Crise constitutionnelle et exclusion : la Guinée-Bissau vote sous tension

La Guinée-Bissau se rend aux urnes le 23 novembre 2025 pour des élections présidentielles et législatives marquées par des tensions politiques inédites. Le chef de l’État sortant, Umaro Sissoco Embaló, ancien général de l’armée, brigue un second mandat, ce qui serait une première dans l’histoire récente très instable du pays.

L’élection se joue dans un contexte délicat : le principal parti d’opposition, le PAIGC (Parti africain pour l’indépendance de la Guinée-Bissau et du Cap-Vert), dirigé par l’ancien Premier ministre Domingos Simões Pereira, a été exclu du scrutin pour non-respect des délais de dépôt des candidatures. Cette exclusion suscite des accusations de manipulation et d’érosion des normes constitutionnelles.

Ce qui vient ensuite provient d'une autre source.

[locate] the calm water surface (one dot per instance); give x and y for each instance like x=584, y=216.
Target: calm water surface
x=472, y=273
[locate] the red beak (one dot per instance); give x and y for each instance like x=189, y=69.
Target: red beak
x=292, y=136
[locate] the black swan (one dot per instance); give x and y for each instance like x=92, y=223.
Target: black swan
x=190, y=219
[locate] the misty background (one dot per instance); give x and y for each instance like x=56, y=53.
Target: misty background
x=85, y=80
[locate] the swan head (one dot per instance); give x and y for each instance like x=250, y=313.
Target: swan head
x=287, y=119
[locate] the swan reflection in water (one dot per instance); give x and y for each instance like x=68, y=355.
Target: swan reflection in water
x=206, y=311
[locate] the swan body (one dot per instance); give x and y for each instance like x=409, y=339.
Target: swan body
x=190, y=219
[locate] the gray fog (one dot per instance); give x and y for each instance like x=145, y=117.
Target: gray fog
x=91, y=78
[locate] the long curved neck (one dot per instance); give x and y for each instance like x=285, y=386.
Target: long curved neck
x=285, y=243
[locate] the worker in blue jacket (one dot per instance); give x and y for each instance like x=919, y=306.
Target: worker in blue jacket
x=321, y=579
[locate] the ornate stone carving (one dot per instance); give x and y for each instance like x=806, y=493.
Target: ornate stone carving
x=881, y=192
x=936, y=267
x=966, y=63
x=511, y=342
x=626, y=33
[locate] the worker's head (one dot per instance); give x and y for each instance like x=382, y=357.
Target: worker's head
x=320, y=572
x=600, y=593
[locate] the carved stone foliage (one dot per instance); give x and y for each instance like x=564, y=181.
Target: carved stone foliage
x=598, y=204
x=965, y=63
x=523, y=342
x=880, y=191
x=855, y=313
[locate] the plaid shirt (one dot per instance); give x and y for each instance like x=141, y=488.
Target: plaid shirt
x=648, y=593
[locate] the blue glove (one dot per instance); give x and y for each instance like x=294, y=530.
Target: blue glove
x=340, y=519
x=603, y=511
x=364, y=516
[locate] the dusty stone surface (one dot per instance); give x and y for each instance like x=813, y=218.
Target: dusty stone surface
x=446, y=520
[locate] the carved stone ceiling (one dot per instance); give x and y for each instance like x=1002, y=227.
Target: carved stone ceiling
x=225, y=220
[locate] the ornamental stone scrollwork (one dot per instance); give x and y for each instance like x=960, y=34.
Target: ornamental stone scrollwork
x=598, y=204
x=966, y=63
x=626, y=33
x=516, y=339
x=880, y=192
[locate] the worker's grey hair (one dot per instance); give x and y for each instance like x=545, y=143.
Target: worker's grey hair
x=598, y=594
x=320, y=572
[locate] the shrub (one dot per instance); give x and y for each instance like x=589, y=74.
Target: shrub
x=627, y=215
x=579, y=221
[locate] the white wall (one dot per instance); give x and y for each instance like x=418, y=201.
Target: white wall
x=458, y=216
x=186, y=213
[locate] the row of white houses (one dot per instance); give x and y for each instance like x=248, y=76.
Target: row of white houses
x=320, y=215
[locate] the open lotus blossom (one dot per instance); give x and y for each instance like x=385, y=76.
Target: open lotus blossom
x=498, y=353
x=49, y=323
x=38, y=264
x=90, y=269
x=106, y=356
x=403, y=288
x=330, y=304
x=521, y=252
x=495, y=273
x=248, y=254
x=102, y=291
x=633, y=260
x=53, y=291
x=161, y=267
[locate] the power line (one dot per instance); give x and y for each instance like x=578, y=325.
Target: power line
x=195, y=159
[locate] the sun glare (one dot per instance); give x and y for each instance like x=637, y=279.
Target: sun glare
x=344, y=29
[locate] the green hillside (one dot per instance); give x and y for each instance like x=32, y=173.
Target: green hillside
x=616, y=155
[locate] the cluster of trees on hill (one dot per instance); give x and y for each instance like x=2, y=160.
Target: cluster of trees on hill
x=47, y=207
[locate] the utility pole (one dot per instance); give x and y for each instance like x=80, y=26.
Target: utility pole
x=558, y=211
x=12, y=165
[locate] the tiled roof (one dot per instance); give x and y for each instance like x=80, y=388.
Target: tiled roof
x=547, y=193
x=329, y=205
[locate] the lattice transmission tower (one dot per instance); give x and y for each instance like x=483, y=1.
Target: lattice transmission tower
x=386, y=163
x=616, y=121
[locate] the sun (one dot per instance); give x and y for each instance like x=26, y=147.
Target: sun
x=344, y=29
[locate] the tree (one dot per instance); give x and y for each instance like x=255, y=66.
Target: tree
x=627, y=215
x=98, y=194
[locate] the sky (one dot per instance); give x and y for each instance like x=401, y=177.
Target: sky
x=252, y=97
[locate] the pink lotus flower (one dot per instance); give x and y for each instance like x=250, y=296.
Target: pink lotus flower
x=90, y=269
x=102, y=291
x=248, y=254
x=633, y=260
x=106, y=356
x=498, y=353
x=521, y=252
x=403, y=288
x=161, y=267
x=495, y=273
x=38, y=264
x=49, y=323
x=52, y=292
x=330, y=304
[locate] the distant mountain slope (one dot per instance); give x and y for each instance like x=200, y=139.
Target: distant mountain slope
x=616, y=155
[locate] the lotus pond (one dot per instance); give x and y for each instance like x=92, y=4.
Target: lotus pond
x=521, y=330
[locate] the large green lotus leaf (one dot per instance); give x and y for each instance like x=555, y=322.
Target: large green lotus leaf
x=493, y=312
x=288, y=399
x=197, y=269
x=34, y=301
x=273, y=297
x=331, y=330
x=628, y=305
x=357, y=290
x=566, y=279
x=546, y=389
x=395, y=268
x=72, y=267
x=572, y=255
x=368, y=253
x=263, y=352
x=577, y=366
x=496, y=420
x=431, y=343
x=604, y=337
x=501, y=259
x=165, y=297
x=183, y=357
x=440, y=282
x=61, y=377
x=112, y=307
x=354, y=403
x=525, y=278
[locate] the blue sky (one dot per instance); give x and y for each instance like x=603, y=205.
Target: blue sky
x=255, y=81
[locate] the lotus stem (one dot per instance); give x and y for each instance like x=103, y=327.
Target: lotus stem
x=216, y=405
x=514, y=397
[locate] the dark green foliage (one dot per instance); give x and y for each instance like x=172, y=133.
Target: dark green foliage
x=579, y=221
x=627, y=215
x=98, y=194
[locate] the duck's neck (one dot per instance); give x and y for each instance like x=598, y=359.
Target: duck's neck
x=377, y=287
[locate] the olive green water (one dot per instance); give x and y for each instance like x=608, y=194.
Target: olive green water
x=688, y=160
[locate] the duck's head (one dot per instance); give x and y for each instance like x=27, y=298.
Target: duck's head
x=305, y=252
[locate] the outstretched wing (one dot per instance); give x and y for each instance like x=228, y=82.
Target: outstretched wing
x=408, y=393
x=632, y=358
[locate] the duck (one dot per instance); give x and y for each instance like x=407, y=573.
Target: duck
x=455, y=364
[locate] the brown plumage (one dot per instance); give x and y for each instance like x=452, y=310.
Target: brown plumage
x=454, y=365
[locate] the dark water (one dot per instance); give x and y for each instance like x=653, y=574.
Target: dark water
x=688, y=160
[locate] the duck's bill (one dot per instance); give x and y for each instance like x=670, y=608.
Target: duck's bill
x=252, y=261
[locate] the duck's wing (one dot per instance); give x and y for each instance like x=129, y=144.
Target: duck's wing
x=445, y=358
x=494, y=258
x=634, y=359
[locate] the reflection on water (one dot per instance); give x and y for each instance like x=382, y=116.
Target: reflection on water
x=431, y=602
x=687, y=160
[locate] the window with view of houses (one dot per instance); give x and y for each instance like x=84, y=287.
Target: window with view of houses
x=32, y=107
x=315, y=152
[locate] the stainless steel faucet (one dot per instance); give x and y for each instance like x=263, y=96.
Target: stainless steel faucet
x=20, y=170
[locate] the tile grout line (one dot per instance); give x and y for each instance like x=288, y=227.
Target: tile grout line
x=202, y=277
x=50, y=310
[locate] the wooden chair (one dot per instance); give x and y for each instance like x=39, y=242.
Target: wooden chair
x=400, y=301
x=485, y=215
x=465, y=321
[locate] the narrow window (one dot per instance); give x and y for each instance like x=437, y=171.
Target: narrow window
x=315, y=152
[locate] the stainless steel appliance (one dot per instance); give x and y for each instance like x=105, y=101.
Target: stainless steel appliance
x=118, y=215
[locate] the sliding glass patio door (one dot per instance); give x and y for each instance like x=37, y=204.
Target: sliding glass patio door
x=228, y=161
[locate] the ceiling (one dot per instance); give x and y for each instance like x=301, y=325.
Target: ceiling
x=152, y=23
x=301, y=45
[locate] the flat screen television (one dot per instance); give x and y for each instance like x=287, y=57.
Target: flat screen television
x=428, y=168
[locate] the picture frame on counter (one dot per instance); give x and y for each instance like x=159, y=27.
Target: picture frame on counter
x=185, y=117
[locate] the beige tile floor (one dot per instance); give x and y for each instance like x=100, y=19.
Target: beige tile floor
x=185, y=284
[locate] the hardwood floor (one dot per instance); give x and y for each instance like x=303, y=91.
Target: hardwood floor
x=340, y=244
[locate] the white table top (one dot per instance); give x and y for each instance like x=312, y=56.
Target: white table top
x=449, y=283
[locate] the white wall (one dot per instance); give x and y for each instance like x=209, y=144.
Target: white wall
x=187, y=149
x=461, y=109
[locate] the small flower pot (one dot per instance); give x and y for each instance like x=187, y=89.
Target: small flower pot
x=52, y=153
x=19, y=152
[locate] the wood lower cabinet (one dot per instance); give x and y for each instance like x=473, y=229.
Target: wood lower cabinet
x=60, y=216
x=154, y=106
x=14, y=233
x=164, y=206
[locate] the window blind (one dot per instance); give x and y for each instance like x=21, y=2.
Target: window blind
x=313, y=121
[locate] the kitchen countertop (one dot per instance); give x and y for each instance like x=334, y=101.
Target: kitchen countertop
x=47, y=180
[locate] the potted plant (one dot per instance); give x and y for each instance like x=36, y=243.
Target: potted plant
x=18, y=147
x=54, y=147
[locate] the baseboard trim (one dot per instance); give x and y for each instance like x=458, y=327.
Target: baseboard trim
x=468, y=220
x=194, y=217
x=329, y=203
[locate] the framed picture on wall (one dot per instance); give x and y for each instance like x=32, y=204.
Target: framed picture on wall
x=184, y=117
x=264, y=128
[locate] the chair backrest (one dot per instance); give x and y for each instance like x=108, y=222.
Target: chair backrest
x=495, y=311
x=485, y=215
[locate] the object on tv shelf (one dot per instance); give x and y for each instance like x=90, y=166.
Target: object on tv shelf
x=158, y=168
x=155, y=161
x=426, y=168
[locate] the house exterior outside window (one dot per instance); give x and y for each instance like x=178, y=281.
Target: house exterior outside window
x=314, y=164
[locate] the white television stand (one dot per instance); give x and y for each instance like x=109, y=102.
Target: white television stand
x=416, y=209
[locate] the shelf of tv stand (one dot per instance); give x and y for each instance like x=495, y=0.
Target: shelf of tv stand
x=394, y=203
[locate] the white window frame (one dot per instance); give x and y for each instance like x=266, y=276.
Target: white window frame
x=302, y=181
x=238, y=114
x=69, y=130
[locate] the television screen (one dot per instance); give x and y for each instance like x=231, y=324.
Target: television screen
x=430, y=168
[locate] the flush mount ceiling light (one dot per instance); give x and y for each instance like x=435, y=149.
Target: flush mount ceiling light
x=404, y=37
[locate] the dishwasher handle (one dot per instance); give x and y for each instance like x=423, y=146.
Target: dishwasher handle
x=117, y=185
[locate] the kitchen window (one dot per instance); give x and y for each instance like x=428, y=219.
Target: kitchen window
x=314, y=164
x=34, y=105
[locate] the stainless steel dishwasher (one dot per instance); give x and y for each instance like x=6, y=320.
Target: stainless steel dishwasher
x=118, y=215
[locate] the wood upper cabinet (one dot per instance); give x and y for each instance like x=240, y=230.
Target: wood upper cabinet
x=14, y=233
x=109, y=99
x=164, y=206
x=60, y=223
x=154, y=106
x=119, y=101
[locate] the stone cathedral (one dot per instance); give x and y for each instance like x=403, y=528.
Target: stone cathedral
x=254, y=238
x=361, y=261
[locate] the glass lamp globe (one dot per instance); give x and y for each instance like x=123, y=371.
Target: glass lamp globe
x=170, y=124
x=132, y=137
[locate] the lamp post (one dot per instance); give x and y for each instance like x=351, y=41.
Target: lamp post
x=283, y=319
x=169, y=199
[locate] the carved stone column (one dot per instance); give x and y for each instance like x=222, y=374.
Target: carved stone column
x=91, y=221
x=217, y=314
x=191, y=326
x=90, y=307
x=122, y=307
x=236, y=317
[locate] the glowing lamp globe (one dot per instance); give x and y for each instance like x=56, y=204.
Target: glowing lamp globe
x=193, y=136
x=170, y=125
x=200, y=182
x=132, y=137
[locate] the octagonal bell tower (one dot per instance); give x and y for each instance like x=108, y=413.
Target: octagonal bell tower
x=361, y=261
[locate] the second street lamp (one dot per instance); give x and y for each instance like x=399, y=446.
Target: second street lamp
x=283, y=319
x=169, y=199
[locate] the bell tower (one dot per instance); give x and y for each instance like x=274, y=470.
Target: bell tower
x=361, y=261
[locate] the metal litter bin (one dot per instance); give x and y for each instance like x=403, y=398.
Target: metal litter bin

Embalo, qui promet stabilité, infrastructures et modernisation, doit affronter Fernando Dias, soutenu par certains membres du PAIGC malgré l’interdiction formelle de son parti. L’opposition dénonce également un mandat prolongé : selon elle, le président aurait dépassé la fin officielle de son mandat, contestée depuis février.

Parallèlement, les observateurs soulignent un climat électoral fragile, marqué par des tentatives de coup d’État passées et une forte polarisation. Le scrutin intéresse fortement la communauté internationale : plus de 860 000 électeurs sont inscrits, mais des inquiétudes persistent quant à la crédibilité du processus.

L’issue de ce vote pourrait être déterminante : un succès d’Embalo conforterait son autorité, mais un désaveu renforcerait les fractures institutionnelles dans un pays où la stabilité reste un pari fragile.